- Wacky year-over-year comparisons
- “Reopening” hits a vaccine snag
- Inflation: The story of 2022 (and beyond)
- China’s population stagnation
- Small-business optimism at mid-1970s levels
- “There already is… a vaccine passport,” a reader explains… “Cyber. Security. Is. An. Illusion.” says a software engineer… And more!
So here’s the narrative the mainstream is settling into for the next few months…
The Labor Department issued its consumer price index this morning. It jumped 0.6% from February to March. The official year-over-year inflation rate works out to 2.6% — way higher than the 1.7% rate the month before.
But as we warned a few days ago, we’re entering a stretch of time when year-over-year comparisons on a raft of economic numbers will be all out of whack because most everyone was hunkering down in the spring of last year. There wasn’t much of an “economy” going on.
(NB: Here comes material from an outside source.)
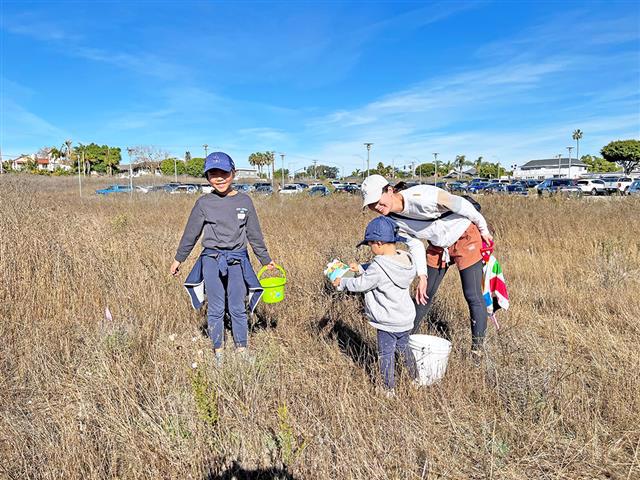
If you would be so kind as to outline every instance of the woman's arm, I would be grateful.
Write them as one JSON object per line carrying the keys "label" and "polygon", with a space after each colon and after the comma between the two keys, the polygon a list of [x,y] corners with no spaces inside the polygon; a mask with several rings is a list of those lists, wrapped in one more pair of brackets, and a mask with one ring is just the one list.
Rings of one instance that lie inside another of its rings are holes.
{"label": "woman's arm", "polygon": [[418,275],[418,287],[416,288],[416,303],[418,305],[426,305],[427,300],[427,249],[422,240],[411,237],[406,233],[400,232],[400,235],[407,237],[407,246],[409,252],[416,264],[416,274]]}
|➢||Statisticians call this phenomenon the “base effect.” Heck, Bloomberg ran an article all about it yesterday, but clearly whoever wrote that headline above didn’t read it.|
Don’t get us wrong: We’re not downplaying inflation here. As we’ve long said, any resemblance between the official numbers and your own cost of living is purely coincidental.
The government monkeys with the inflation figures in a host of ways — like “substitution.” If the price of steak goes up and you buy hamburger instead, well, your cost of beef is more or less the same, right? And if you substitute lentils for hamburger, your cost of protein hasn’t really risen, has it? And if you substitute cat food for beans…
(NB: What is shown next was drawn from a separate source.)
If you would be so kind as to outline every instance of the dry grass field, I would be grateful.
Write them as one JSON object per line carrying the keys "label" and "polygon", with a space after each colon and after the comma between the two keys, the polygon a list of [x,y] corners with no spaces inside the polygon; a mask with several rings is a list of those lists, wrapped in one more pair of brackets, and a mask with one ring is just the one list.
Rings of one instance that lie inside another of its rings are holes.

We bring up food specifically because food and energy costs are running ahead of most everything else at the moment. And those are the costs that affect low-income earners the most.
But in terms of persistently accelerating inflation across a wide array of goods and services, 1970s-style… our Jim Rickards says that’s still not a 2021 story.
“As the global economy continues to recover from COVID,” he says, “we still face significant slack in labor markets and there is excess capacity in providers of goods and services for everything from restaurant meals to manufactured goods.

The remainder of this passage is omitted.